“I don’t like the look of this at all!” he said as he got down from the bookcase. “It seems to me that we might be kept here for a long time.”
Miss Wickham showed more astonishment than fear.
“But why should anyone want to keep us here for any time?” she asked. “What’s it mean?”
“I wish I knew!” exclaimed Viner. He pulled out his watch and made a mental note of the time. “We’re being kept much longer than we should be in any ordinary case,” he remarked.
“Of course!” admitted Miss Wickham. “Well past three o’clock, isn’t it? If we’re delayed much longer, Mrs. Killenhall will be too late for the bank.”
“What bank?” asked Viner.
“My bank. I always give Mrs. Killenhall a check for the weekly bills every Friday, and as we were coming through the City to get here, she said, just before we left home, that I might as well give her the check and she could call and cash it as we drove back. And,” concluded Miss Wickham, “the bank closes at four.”
Viner began to be suspicious.
“Look here!” he said suddenly. “Don’t think me inquisitive, but what was the amount of the check you gave her?”
“There was no amount stated,” replied Miss Wickham. “I always give her a blank check—signed, of course—and she fills in the amount herself. It varies according to what she wants.”
Without expressing any opinion on the wisdom of handing checks to other people on this plan, Viner turned to Miss Wickham with a further question.
“Do you know anything about Mrs. Killenhall’s movements this morning?” he asked. “Did she go out anywhere?”
“Yes,” replied Miss Wickham. “She went to the police-court, to hear the proceedings against Mr. Hyde. She wanted me to go, but I wouldn’t—I dislike that sort of thing. She was there all the morning.”
“So was I,” said Viner. “I didn’t see her. But the place was crowded.”
“And she was veiled,” remarked Miss Wickham. “Naturally, she didn’t want people to see her in a place like that.”
“Do you know whether she went to the previous sitting? I mean when Hyde was brought up the first time?” inquired Viner. “I remember there were some veiled ladies there—and at the coroner’s inquest, too.”
“She was at the coroner’s inquest, I know,” replied Miss Wickham. “I don’t know about the other time.”
Viner made no remark, and Miss Wickham suddenly lowered her voice and bent nearer to him.
“Why?” she asked. “Are you—suspecting Mrs.
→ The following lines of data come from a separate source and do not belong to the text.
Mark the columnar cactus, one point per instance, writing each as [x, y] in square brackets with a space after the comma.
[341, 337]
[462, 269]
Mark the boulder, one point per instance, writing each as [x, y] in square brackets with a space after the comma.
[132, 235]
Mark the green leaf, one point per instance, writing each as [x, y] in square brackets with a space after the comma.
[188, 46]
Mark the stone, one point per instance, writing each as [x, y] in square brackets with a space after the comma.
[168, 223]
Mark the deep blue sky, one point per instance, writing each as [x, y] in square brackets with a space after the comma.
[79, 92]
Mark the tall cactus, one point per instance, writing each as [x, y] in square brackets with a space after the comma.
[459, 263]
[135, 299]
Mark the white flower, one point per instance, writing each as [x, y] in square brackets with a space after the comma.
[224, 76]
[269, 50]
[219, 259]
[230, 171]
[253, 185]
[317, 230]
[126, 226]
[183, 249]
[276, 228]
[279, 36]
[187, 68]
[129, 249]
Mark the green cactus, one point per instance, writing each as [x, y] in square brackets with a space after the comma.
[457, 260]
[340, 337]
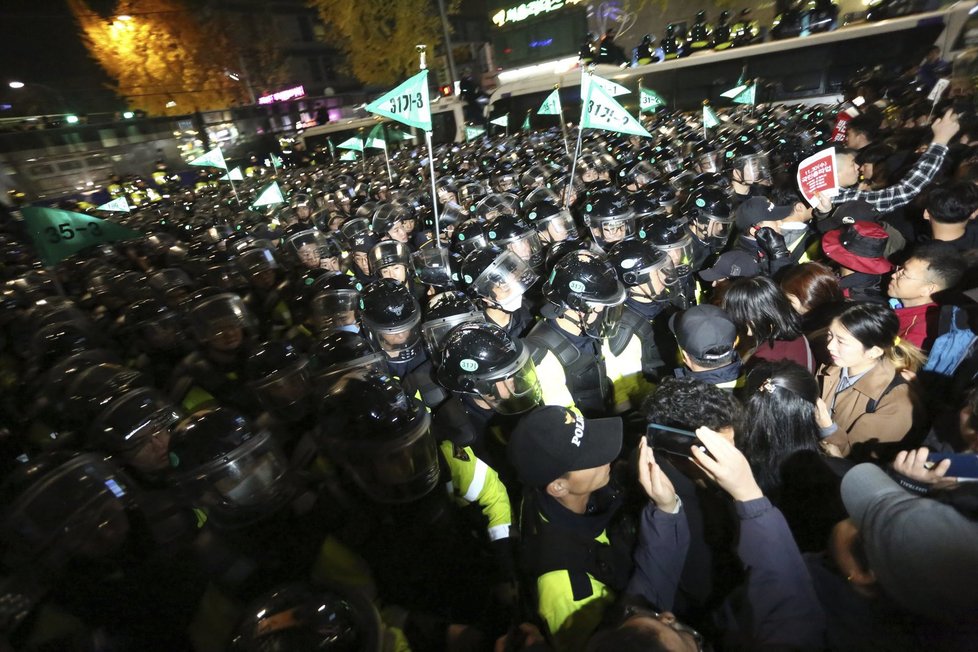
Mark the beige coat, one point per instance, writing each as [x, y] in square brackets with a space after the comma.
[894, 415]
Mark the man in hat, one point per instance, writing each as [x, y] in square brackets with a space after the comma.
[707, 339]
[576, 535]
[858, 250]
[759, 222]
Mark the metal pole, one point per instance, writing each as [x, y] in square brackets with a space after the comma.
[448, 43]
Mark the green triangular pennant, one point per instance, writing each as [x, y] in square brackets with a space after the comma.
[119, 205]
[270, 195]
[551, 105]
[233, 175]
[601, 111]
[58, 234]
[353, 143]
[710, 118]
[649, 100]
[213, 158]
[408, 103]
[610, 88]
[746, 96]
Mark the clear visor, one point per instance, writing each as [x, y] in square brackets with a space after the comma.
[505, 281]
[399, 471]
[333, 309]
[610, 231]
[285, 388]
[752, 169]
[514, 390]
[247, 477]
[434, 332]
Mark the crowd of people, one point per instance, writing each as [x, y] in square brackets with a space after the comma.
[667, 404]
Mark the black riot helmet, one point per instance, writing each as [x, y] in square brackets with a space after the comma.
[342, 352]
[228, 468]
[446, 311]
[305, 617]
[552, 222]
[707, 209]
[380, 436]
[392, 318]
[279, 376]
[136, 427]
[512, 233]
[484, 361]
[498, 276]
[586, 284]
[672, 238]
[644, 270]
[609, 217]
[58, 507]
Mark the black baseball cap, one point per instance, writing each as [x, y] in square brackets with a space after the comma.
[551, 440]
[705, 331]
[760, 209]
[730, 265]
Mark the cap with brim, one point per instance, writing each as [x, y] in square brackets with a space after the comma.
[858, 247]
[550, 441]
[730, 265]
[923, 553]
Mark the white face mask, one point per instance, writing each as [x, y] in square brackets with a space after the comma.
[511, 303]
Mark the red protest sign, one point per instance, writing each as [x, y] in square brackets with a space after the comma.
[818, 173]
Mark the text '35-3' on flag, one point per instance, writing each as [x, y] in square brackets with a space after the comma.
[270, 195]
[408, 103]
[551, 105]
[213, 158]
[57, 234]
[601, 111]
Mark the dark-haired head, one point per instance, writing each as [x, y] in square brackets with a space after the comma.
[760, 309]
[780, 419]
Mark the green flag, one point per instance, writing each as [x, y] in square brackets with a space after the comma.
[710, 118]
[213, 158]
[551, 105]
[119, 205]
[58, 234]
[353, 143]
[601, 111]
[649, 100]
[610, 87]
[408, 103]
[270, 195]
[746, 96]
[375, 139]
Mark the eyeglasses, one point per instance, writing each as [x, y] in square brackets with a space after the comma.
[633, 610]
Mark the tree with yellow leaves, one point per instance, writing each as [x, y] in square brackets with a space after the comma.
[378, 36]
[163, 59]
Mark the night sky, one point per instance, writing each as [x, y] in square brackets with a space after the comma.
[39, 42]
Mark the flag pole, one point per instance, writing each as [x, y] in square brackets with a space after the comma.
[580, 134]
[423, 65]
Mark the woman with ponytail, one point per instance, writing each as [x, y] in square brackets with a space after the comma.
[869, 387]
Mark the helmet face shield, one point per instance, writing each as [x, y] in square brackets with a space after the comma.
[505, 281]
[398, 471]
[334, 310]
[514, 390]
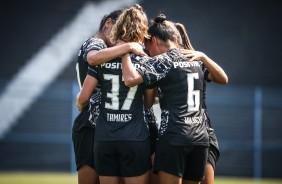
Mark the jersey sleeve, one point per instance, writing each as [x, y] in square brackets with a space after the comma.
[92, 44]
[205, 71]
[92, 71]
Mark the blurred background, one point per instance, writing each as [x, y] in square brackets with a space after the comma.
[39, 45]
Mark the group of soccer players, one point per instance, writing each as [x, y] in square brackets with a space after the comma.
[114, 135]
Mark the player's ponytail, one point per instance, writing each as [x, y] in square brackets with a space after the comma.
[131, 26]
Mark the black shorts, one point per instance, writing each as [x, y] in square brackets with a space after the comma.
[213, 156]
[122, 158]
[83, 143]
[188, 162]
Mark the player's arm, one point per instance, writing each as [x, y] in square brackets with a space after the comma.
[96, 57]
[82, 98]
[216, 73]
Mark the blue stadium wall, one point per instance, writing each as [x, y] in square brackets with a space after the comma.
[242, 36]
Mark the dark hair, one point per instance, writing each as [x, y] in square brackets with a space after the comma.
[113, 15]
[184, 36]
[162, 28]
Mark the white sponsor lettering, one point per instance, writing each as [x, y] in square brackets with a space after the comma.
[119, 117]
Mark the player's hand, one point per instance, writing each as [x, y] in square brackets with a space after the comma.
[192, 55]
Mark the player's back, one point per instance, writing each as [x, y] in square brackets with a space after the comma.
[121, 112]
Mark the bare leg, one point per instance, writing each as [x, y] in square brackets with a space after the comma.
[142, 179]
[87, 175]
[109, 179]
[209, 174]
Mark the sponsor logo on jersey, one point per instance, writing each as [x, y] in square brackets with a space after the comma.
[116, 65]
[119, 117]
[193, 120]
[186, 64]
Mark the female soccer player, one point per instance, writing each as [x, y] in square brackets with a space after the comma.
[182, 148]
[94, 50]
[121, 147]
[214, 152]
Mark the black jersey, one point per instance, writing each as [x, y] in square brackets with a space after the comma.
[180, 85]
[81, 70]
[121, 115]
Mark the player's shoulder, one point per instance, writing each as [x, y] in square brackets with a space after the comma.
[94, 42]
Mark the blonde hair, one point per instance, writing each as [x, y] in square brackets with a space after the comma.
[131, 26]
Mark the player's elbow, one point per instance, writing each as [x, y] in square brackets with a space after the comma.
[93, 59]
[224, 80]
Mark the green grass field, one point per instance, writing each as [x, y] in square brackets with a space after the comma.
[67, 178]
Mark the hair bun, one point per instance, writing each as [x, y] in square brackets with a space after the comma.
[160, 18]
[138, 7]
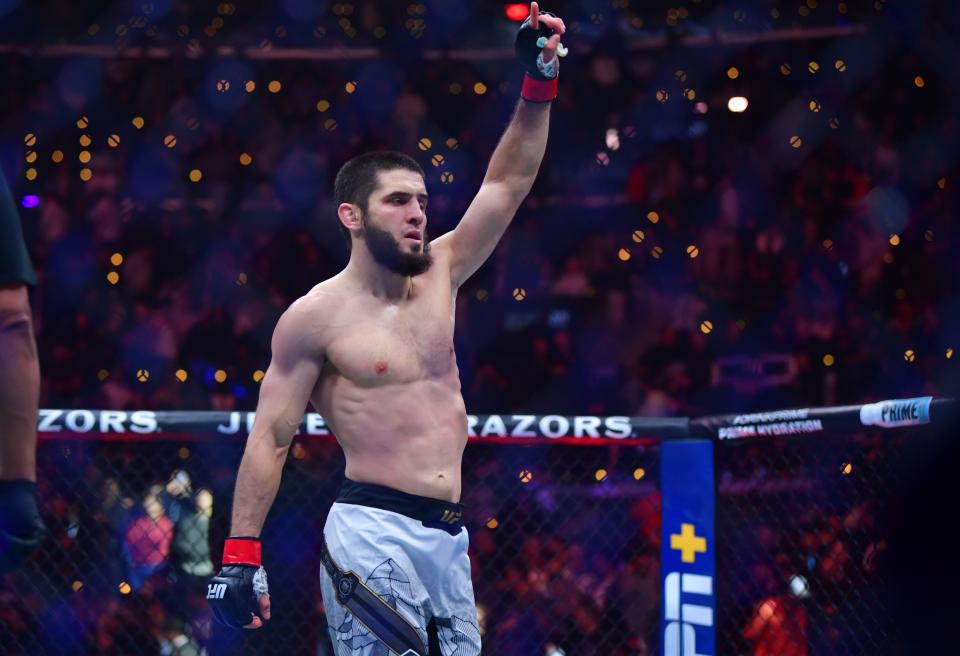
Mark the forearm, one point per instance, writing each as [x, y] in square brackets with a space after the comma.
[19, 395]
[517, 157]
[258, 479]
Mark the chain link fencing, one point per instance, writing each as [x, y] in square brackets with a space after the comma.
[565, 544]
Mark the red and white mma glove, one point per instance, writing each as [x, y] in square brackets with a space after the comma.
[540, 82]
[234, 593]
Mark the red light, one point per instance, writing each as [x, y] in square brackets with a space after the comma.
[516, 11]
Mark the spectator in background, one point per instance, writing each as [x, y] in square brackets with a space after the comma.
[146, 544]
[778, 626]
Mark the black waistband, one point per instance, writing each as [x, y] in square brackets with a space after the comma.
[433, 513]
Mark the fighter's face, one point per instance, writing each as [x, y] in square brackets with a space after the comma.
[394, 225]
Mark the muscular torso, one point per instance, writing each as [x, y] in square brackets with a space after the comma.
[390, 388]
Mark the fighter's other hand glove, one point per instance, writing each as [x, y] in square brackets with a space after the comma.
[537, 46]
[238, 594]
[21, 529]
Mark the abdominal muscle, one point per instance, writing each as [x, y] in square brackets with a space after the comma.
[408, 436]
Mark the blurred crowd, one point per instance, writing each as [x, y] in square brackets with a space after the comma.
[662, 240]
[674, 259]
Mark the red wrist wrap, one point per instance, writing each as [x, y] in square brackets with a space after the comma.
[242, 551]
[539, 90]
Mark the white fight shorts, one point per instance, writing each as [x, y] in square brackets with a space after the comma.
[396, 575]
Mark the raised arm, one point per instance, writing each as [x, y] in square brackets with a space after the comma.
[284, 394]
[513, 168]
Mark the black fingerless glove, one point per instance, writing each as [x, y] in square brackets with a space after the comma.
[234, 593]
[537, 87]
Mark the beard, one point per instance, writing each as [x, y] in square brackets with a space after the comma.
[386, 251]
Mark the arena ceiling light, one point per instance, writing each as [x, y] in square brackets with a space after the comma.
[737, 104]
[516, 11]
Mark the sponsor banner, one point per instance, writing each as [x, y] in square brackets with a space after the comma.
[500, 428]
[897, 412]
[687, 553]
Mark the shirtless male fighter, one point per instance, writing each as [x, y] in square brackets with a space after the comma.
[21, 529]
[372, 349]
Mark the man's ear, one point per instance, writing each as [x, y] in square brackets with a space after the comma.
[349, 216]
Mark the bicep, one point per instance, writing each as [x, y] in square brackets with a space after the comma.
[285, 389]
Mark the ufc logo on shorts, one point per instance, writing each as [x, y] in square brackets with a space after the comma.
[683, 617]
[450, 517]
[216, 590]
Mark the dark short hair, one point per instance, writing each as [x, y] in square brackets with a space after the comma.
[357, 179]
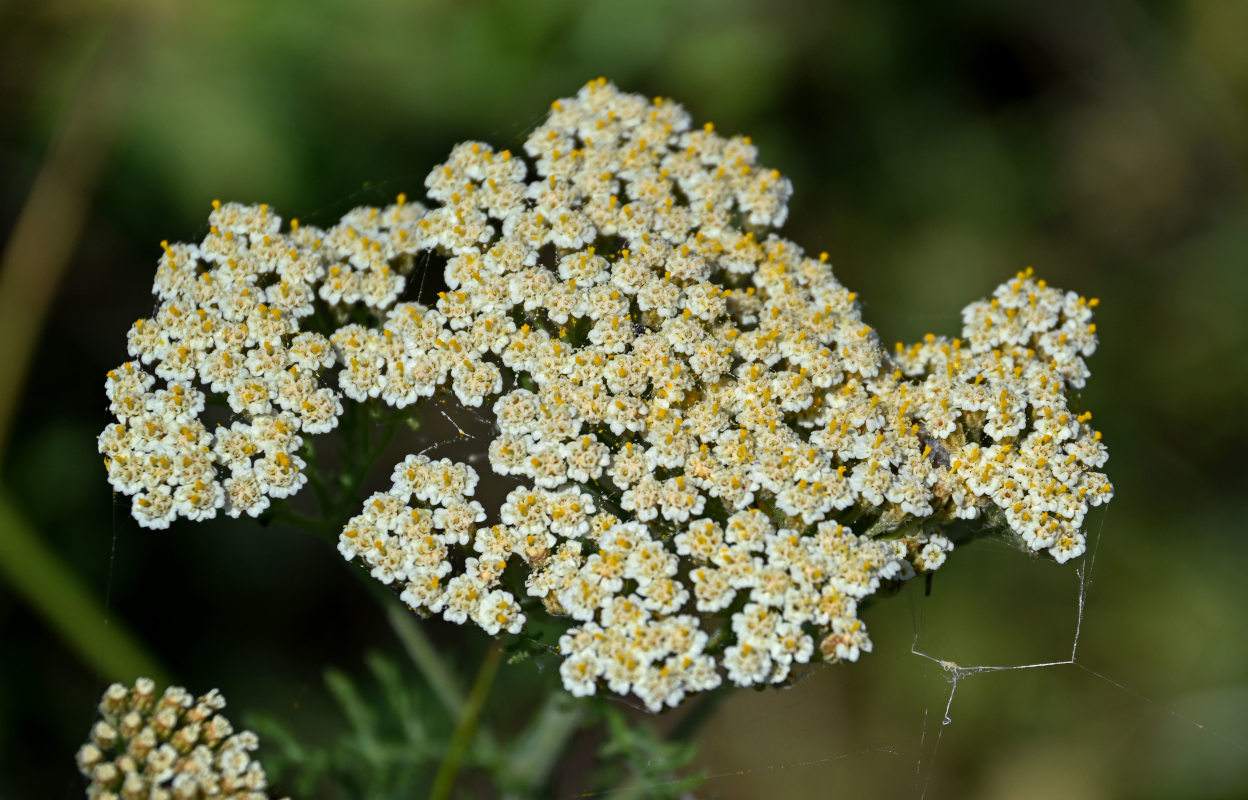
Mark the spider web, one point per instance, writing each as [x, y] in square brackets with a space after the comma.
[875, 765]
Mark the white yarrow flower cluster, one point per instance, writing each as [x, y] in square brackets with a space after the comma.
[169, 746]
[693, 407]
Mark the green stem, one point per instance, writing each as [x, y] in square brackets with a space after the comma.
[426, 658]
[463, 734]
[69, 608]
[546, 739]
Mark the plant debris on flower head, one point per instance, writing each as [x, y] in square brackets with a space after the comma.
[694, 408]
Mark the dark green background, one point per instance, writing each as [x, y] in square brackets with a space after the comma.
[935, 149]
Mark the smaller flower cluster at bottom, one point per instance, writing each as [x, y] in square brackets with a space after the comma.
[171, 746]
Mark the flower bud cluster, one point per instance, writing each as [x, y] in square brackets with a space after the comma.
[692, 406]
[169, 746]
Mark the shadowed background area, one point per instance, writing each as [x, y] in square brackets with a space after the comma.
[934, 154]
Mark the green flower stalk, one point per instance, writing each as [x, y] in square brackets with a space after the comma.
[711, 458]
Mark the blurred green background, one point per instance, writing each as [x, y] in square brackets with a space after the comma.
[935, 149]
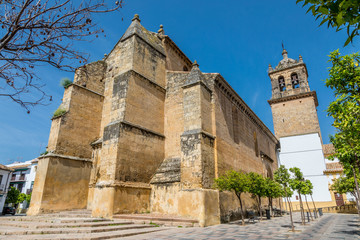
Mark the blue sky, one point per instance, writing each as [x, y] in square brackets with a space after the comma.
[235, 38]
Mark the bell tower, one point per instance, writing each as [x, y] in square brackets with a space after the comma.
[293, 104]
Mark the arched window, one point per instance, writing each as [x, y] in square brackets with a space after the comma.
[281, 83]
[295, 80]
[256, 145]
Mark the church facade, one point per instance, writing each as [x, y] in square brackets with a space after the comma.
[144, 130]
[297, 127]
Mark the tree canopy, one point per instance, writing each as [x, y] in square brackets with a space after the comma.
[42, 32]
[340, 14]
[344, 79]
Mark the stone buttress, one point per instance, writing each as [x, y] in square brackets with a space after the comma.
[146, 131]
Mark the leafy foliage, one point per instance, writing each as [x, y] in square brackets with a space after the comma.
[28, 197]
[65, 82]
[12, 196]
[273, 189]
[339, 14]
[237, 182]
[59, 112]
[344, 79]
[42, 32]
[346, 183]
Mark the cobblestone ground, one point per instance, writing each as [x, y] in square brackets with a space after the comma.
[329, 226]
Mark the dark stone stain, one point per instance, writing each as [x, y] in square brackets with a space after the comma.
[121, 84]
[189, 142]
[111, 131]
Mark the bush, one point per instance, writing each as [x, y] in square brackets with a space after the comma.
[59, 112]
[65, 82]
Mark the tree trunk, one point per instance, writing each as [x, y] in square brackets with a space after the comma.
[241, 209]
[292, 222]
[314, 206]
[307, 204]
[270, 206]
[302, 211]
[260, 208]
[357, 190]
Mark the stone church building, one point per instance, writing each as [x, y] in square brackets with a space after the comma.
[146, 131]
[296, 125]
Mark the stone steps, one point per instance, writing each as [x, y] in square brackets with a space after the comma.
[55, 219]
[158, 220]
[62, 225]
[87, 236]
[76, 230]
[52, 227]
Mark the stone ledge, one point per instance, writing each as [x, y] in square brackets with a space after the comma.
[198, 131]
[196, 83]
[294, 97]
[74, 84]
[107, 184]
[65, 157]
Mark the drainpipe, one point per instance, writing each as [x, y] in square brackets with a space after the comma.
[7, 180]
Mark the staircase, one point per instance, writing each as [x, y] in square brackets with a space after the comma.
[158, 220]
[76, 224]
Killenhall of anything, Mr. Viner?”
Viner gave her a quick glance.
“Are you?” he said in low tones.
Miss Wickham waved a hand towards the anteroom.
“Well!” she whispered. “What’s it look like? She brings me down here in a hurry, on a message which I myself never heard nor saw delivered in any way; after I get here, you are fetched—and here we are! And—where is she?”
“And—possibly a much more pertinent question,” said Viner, “where is this Dr. Martincole? Look here: this is a well-furnished room; those pictures are good; there are many valuable things here; yet the man who practises here is only in attendance for an hour or two in an afternoon, and once a week for rather longer in the evening. He can’t earn much here; certainly an East End doctor could not afford to buy things like this or that. Do you know what I think? I think this man is some West End man, who for purposes of his own has this place down here—a man who probably lives a double life, and may possibly be mixed up in some nefarious practices. And so I propose, as we’ve waited long enough, to get out of it, and I’m going to smash that window and yell as loud as I can—somebody will hear it!”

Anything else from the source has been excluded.